I grew up outside of New Albany [Ohio] on a horse farm, so I grew up around guns. My extended family hunted deer, hunted turkey, they shot shotguns, bow and arrows, all of that. I also come from a law enforcement family. I have two uncles very deeply ingrained in the law enforcement community. One was a detective with the Columbus police department. The other was a prosecuting attorney, and he also taught police academy students.

I am also a survivor of domestic violence. It was this past Christmas, with a romantic partner. That served as a catalyst to push me to take the concealed-carry classes. I got my permit at the end of January, but I haven’t purchased a firearm yet. For me, I’m still making sure that when I do make that purchase, I am fully prepared, because it is a massive responsibility.

When you shoot a firearm for the first time, you feel a kickback, and your natural inclination is that your arm goes up. Your arm jerks, and that bullet doesn’t go where the target is.

That’s what went through my mind every single time I held a gun during my CCW [concealed-carry weapon permit] training: “Oh, wow, so this is how, in a school situation, if a teacher had a firearm and they’re trying to shoot, this is how one of my kids could get shot.” Their arm’s gonna jerk. It’s just what’s gonna happen.

When you have a concealed weapon, you have to put in the hours at the range to become comfortable with shooting the firearm, to withdraw it from wherever you choose to conceal it. That takes more [skill] than people think.

People think, oh, I’ll just wear it on my hip and I can pull it from my hip and shoot, everything will be accurate and go off perfectly. That’s not necessarily the case. Most people capable of doing that practice for many, many hours at the range. Right now, because I’m also an expectant mother, I don’t have the time to go to the range to get in those practice hours.

When you get pulled over by a police officer, there’s a level of nervousness that exists. We’ve all seen the videos. We know what happens at traffic stops. And when you have a CCW and you’re carrying a firearm, you have a whole different level of responsibility in communicating with that officer.

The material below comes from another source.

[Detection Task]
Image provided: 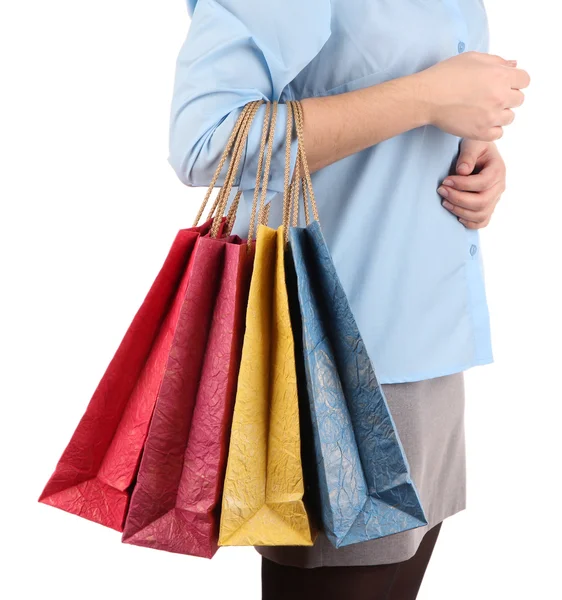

If I were to be pulled over, I’d have to go through a checklist in my mind, like, OK, I’ve got my license, registration, proof of insurance. I also have my CCW permit to show them, and be able to tell them, this is where my firearm is located. You never quite know how that other person might react when they find out that there’s a firearm in the vehicle, because now I become a threat. And I’m already a threat because of the color of my skin.

So I’m still making sure that I’m ready for that responsibility.

My training, and my experience with [responsible gun ownership in] my family have enriched my views, and solidified why I don’t believe that firearms belong in schools, unless they’re carried by a fully trained resource officer or police. I’m not comfortable with teachers having guns in their classrooms, because there’s no way they can devote the hours that it really takes to properly operate the firearm in a school, where you have a lot of obstacles.

You have a ton of little kids around. We all know what kids do when they panic: they scream, they cry, they run to you. They’re not running to a space of safety in the classroom. They’re running to the person of safety. And if you are unable to put in the hours to shoot accurately with about 20 to 32 little people holding onto you, guess what happens? You’re gonna potentially take the life of one of those innocent children who are just trying to seek refuge in you.

There could be a situation where you may have to restrain a child because they are a danger to themselves. And if you have a firearm on your body, that could create a more dangerous situation.